Visão Laser - Centro Oftalmológico (SP) — Prova 2020
Em qual das áreas abaixo se deve evitar o uso de anestésicos locais com vasoconstritores para suturas de ferimentos cortantes?
Anestésicos com vasoconstritores são contraindicados em áreas de circulação terminal (dedos, nariz, orelha, pênis) → risco de isquemia/necrose.
O uso de anestésicos locais contendo vasoconstritores, como a epinefrina, em regiões com circulação terminal (dedos, nariz, orelha, pênis) pode levar à isquemia e necrose tecidual. A vasoconstrição prolongada nessas áreas, que possuem pouca circulação colateral, compromete o fluxo sanguíneo essencial para a viabilidade do tecido.

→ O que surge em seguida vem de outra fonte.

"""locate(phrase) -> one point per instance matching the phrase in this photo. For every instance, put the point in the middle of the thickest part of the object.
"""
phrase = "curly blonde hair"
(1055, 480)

O uso de anestésicos locais é uma prática comum em diversos procedimentos médicos, desde suturas de ferimentos até pequenas cirurgias. A adição de vasoconstritores, como a epinefrina, é uma estratégia para prolongar o efeito anestésico, reduzir a toxicidade sistêmica do anestésico e diminuir o sangramento no local da injeção. No entanto, essa prática exige conhecimento das contraindicações para evitar complicações graves. A fisiopatologia da contraindicação reside na anatomia vascular de certas regiões do corpo. Áreas como os dedos das mãos e pés, nariz, orelhas e pênis são consideradas 'áreas de circulação terminal', o que significa que possuem pouca ou nenhuma circulação colateral. A vasoconstrição induzida pela epinefrina nessas regiões pode comprometer severamente o fluxo sanguíneo, levando à isquemia e, em casos graves, à necrose tecidual. O diagnóstico de uma complicação isquêmica é clínico, manifestando-se por dor intensa, palidez e cianose da área afetada. O tratamento de uma isquemia induzida por vasoconstritor envolve a reversão da vasoconstrição, geralmente com a injeção de vasodilatadores como a fentolamina. A prevenção é a chave, e os profissionais de saúde devem sempre verificar a composição do anestésico local e as características anatômicas da área a ser anestesiada. O prognóstico depende da rapidez do reconhecimento e tratamento da isquemia, sendo crucial para a preservação do tecido. Este conhecimento é fundamental para a segurança do paciente e para a prática clínica diária de residentes e estudantes de medicina.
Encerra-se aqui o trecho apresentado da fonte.